もちろん「クラブやバーに行けば外国籍と友達になれる」可能性もありますがジムや趣味の場もオススメです。
また、海外ではホームパーティーやキャンプをする人が多いので、そこも出会いの場です。

2:そもそも自分と他者の概念が違う

英語圏の方と日本人では、自分と他者に対する概念が違います。
仲良くなり始めてぶつかる壁がこの違いです。

例えば、個人の周りに丸い円のようなスペースがあると想像してください。
その円が、その人のパーソナルスペース、その人らしさだとします。

日本人は、円の中心にいる本人と、円自体が一体化しています。
つまり、円の中には、仕事や家族、趣味などその人らしさを構成するものがあり、その中の1つでも褒められればその人自身が褒められたと感じますし、その中の1つでも否定されればその人自身が否定されたと感じます。

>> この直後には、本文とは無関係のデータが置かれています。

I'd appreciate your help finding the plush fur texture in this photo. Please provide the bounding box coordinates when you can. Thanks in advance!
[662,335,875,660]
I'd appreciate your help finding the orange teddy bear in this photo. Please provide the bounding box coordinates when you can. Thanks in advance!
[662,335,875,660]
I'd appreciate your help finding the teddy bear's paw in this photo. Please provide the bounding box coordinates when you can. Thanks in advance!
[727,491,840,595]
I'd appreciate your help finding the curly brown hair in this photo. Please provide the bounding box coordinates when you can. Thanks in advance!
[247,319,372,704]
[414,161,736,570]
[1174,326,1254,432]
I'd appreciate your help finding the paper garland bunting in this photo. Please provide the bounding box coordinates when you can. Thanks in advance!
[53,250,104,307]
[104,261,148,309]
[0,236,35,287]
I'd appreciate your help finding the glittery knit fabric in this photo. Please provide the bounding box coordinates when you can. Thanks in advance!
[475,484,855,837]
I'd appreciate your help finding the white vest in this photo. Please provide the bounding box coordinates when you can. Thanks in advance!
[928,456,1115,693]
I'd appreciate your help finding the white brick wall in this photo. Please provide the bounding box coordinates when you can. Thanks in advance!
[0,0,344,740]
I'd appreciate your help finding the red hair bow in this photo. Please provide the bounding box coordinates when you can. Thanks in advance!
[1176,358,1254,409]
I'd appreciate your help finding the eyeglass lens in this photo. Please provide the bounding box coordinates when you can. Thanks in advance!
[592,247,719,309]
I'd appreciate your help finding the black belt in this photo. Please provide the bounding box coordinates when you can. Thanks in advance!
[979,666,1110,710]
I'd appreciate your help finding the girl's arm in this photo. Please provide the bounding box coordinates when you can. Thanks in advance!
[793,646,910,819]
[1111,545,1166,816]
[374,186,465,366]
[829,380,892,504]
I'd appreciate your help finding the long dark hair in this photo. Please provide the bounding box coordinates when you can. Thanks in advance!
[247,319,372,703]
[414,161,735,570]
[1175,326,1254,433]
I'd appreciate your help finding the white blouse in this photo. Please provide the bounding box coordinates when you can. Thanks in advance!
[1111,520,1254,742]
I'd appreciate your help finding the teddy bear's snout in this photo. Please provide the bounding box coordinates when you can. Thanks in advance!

英語圏の方は、円の中心にいる本人と、円自体は別のものです。
どちらかというと、本人と仕事、家族、趣味などがそれぞれ別の長さの紐で結ばれているとイメージした方がわかりやすいかと思います。
ですので、たとえその中の1つを褒められても、または否定されても、その人自身の価値は傷つきません。

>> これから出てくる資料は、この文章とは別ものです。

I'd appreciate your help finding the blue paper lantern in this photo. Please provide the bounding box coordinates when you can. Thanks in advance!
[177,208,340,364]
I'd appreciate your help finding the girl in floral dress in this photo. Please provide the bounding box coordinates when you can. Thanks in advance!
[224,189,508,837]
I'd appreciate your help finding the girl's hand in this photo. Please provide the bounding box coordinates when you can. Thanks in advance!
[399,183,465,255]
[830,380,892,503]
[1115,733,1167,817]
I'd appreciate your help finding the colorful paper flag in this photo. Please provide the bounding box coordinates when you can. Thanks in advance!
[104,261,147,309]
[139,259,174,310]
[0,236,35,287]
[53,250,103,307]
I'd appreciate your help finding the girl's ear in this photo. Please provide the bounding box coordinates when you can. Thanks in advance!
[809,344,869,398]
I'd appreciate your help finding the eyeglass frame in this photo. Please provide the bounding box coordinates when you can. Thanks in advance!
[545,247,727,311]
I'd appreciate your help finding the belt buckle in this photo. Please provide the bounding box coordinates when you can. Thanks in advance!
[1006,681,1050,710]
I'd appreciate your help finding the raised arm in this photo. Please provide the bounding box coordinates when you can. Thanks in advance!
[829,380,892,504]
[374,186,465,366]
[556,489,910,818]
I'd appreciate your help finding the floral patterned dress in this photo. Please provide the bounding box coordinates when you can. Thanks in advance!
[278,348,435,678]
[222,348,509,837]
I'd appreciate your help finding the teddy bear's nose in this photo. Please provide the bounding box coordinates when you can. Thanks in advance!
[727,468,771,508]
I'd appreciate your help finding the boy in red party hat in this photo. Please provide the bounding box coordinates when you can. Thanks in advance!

また、日本人の多くは、自分の円と相手の円の重なり・共有部分が多いほど親しい関係だと捉えることが多いです。
そして親しくなればなるほど、自分と相手の境界線が薄れていくことが多いようです。

英語圏の方の人間関係は、先ほどの自分と自分に付随するものをつなぐ紐のようなものが他者に対しても伸びているイメージです。
その紐の長さ(相手との距離)が親しさのメジャーです。

ですので、日本の感覚で英語圏の友人と接していると、仲がいいと思っていたのに色々ズケズケと指摘してくるので傷ついたり、逆に相手から意見を求められて同調すると「あなたの意見は?」と聞かれてしまったりすることがあります。
それは、ズケズケ指摘をしているのではなく、友人として見えたことを伝えているだけだったりするんです。
そして友人だからこそ、違う意見を伝えて欲しいと思っているのでしょう。

「親しき仲にも礼儀あり」は、私の知る限り万国共通ですがその「礼儀」に違いがあるので難しいのですね。

「礼儀=みなまで言わず含んで待つ」のが日本文化。
「礼儀=相手が大事ならあえて伝える」のが英語圏文化。

3:話題

何を話すかはとても大切です。

日本と英語圏の共通したタブーがあります。
それは、「宗教・お金・政治については、相手を選ぶか話さない」ということです。

英語圏の国々では、宗教がらみの戦争まで起きてきた歴史がありますし、多国籍社会では様々な宗教を信仰している人々が集まっています。
日本と違い、一神教がメジャーな英語圏では、本気で宗教について語ってしまうと相手の宗教を否定せざるを得なくなります。
ですので、特に職場やあまり親しくない間ではタブーです。

日本も、新興宗教や様々な事件があったからか、あまり宗教について話したがらない人が多いです。
占いなどはよく話題に上りますが、本気で宗教について語ることは滅多にないように思います。

また、英語圏特にアメリカやイギリスでは、収入や持ち物の値段については触れないのがルールです。
何故ならば、それがその人の生活ランクとして見る習慣があるからです。
日本も、お金の話は下世話として、濁す場合が多いです。

そして、政治についても、活動家以外はなるべく本気トークを避けます。
日本も英語圏も同じです。
ただ、vote投票が近づくと、英語圏ではラジオやバラエティー番組にも候補者やその支持者が出演したり
仲間内で政治について話すことがあります。
また、地方に行くと、コテコテの頑固親父キャラが海外にもいて、彼らは政治についても話をすることが多いです。

日本と海外の話題の違いは、内容というよりも、「私は違う意見です」ということを海外では伝えることが多いということです。
日本は意見や好みが違う場合、かなり親しい関係以外は、表立っていうことは少ないですが、海外ではユニークさが大切とされているので、自分の意見や好みについて語ることができることは
ソーシャルライフに必須とされています。

海外で友達作り まとめ

日本と海外(英語圏)のソーシャルライフの違いについてご紹介しました。
出会いの場、自分と他者の概念、そして話す内容に違いや似ているところがあることをお伝えしました。
違いを踏まえて、世界中に友達ができるヒントになりますように。